Wow, you ask some good questions. Having just purchased a 40ft Holiday Rambler Imperial I can give you some advice. My coach is a 1997 with a 325hp Cummins and a Banks Turbo kit which should give me around 385hp and pretty good torque. I pull a 4200lb Ford Edge and can cruise at 65-70 mph all day long. Going up hills and mountains slow me down but I can still pass most trucks. Haven't had it long enough to figure out fuel mileage but figure around 7-8 mpg. 

You will really need to be aware of the length of the motorhome. 40-45 ft is a long ways back and it takes some preparation to know how much room you take as well as what it takes to turn. Remember the back end swings way out depending on the amount of overhang. You must also always be thinking about how you can get out of whatever spot you got into. I am always calculating my turn radius and making sure that I can get in and out of spaces with a minimum amount of fuss. 

It does get colder in the front of the motorhome but I found that by adjusting the heat registers solves that problem. If you are looking for a very expensive motorhome consider one with radiant heat. 

Depending on where you live, the West coast has a lot of great RV parks. We were just at Pismo beach Coach Village on the CA coast.


----------



## slemnah (Apr 6, 2011)

RE: Looking to buy a Diesel Pusher

As for handling, you must always be aware of the wind conditions as well as other vehicles. Remember you ae driving a 40-45ft sail. Big trucks will push you away and then suck you towards them as you pass. Get used to checking your mirrors every 10 seconds or so. Also, air brakes will feel completely different than hydraulic brakes so get used to them before getting out on the open road. Learn how they work and the maintenance that is required. 

My motorhome has a 100 gal tank although only about 85 gal are usable. 

Good luck to you. Take a driving course if you have one near you. I have a CDL and used to drive a tractor trailer so I use all of the skills I learned from that experience. Just be careful, your coach will weigh around 15 tons or so, that is a lot of weight rolling down the road.


----------



## jajones (Apr 13, 2011)

Re: Looking to buy a Diesel Pusher

Thanks slemnah for all your GREAT advise.  I personally drove a 60 pack bus and went to IVCC for CDL and just sold my 30 ft RV with all that said I'm still looking to be very careful with a bigger load like a 40 - 45 pusher.  I'm wondering also should I buy new or used?  most of the times I always buy new.  You talk about the hanling of the M/H, I'm thinking M/H comes with sway-bars or something to prevent the M/H from swifting much.  thanks for address the heating concern and never thought about the parking, camp ground lots size basicly the space that is needed.

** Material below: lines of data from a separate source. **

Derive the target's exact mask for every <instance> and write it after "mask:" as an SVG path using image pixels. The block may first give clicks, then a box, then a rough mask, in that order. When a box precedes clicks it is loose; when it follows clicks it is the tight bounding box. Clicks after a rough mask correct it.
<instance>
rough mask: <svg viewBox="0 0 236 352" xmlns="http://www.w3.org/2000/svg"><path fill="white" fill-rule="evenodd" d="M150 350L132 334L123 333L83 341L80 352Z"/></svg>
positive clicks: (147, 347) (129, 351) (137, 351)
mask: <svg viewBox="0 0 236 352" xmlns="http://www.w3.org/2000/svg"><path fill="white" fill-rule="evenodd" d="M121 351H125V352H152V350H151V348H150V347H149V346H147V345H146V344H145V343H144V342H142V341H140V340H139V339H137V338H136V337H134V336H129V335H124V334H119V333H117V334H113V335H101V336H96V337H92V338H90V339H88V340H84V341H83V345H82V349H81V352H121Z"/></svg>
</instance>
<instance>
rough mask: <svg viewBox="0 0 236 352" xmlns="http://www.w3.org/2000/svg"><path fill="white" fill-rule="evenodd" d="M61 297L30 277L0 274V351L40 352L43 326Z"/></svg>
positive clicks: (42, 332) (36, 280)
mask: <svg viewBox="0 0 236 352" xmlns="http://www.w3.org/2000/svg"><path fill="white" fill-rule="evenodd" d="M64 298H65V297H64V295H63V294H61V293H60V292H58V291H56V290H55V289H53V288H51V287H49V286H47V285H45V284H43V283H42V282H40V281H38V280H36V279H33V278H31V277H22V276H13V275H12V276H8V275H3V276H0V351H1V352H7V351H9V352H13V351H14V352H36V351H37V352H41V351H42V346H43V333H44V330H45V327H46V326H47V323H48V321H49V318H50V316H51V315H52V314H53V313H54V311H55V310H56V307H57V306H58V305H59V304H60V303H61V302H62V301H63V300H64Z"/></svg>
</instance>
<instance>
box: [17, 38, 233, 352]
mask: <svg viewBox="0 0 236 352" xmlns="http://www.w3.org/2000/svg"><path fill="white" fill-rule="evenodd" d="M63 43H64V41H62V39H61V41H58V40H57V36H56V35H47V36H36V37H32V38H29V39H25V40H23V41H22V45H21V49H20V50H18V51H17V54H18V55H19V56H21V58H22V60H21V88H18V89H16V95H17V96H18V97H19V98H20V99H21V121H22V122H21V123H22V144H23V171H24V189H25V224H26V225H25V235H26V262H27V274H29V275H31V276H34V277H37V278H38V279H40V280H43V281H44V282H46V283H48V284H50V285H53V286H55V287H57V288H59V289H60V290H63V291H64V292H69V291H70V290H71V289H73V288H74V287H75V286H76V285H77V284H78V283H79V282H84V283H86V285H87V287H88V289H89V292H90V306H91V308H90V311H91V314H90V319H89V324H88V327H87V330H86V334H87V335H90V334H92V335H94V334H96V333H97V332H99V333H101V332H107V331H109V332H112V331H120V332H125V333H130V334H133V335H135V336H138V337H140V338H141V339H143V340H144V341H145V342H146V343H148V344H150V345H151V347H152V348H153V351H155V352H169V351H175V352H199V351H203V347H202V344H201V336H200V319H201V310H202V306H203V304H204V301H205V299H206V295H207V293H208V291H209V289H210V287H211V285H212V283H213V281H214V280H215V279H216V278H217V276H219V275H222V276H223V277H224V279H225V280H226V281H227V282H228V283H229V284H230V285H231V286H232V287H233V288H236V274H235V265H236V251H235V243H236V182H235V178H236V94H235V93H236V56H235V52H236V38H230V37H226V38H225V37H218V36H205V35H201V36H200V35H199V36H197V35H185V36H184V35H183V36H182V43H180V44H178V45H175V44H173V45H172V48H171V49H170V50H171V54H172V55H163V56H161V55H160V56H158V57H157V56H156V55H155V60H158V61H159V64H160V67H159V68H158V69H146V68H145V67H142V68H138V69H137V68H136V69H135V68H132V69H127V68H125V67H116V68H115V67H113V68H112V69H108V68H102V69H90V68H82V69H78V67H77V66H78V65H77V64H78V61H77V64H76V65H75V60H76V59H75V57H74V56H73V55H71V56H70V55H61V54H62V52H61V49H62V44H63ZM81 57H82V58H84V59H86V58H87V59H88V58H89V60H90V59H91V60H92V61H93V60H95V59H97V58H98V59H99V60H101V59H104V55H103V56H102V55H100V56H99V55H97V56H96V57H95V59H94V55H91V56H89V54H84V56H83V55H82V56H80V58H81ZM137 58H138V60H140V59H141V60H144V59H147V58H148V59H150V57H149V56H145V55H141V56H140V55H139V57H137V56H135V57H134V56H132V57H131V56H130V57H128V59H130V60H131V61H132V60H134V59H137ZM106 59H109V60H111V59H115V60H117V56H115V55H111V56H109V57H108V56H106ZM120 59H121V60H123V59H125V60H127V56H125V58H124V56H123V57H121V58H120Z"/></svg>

Slemnah once again thanks for reaching out with positive info.  I guest everybody else thought I was looking to buy there M/H wondering why not many response.  Thanks


----------



## vanole (Apr 13, 2011)

Re: Looking to buy a Diesel Pusher

jajones,

I think thre is a glut of used M/H's on the market and you could/should be able to swing a good deal.

Concerningyour initial post semi trucks have never been much of an issue with me.  My prior M/H 38' Diplomat or present 43' Dynasty tag.  Never feel them when they go by.  Tour buses are arnother story.  Always get venturi effect from them.  Car carriers are another one they don't move me when they pass but sure do rattle and roll whey they pass.

Former M/H had an ISC 315 and that pushed me down the road fine and climbed good.  Present M/H has an ISM 525 and quite frankly I think that engine is too large.  Most Dynasty's have the ISL 400 and the owners love the engine.  I ended up witht the ISM because that M/H had the floorplan we wanted and it was the only one on the lot.  Get as much torque as you can, don't worry wheter its a Cummins or CAT both are great engines.

Yes the front of the M/H is cooler in the winter and hotter in the summer.  Both I think are contributed by the huge windshields and cold by the stairwell by the door.  I've fashioned a cardboard cover for the stairwell.  Have to remember that the step cover will not work when parked no air.

If you get a tag axle get a liftable tag so as not to scuff tires.

Jeff

GO NAVY
Fly Navy


----------



## Mljrdn (May 8, 2011)

Re: Looking to buy a Diesel Pusher

We just bought a 2001 holiday rambler 40 ft.  Haven't brought it home from the dealer yet....maybe tomorrow.    We are trying to sale our 1993 Southwind diesel p.  Thanks for the thread because we have questions too.   Never had slides before or air suspension, so will have to figure that out.


----------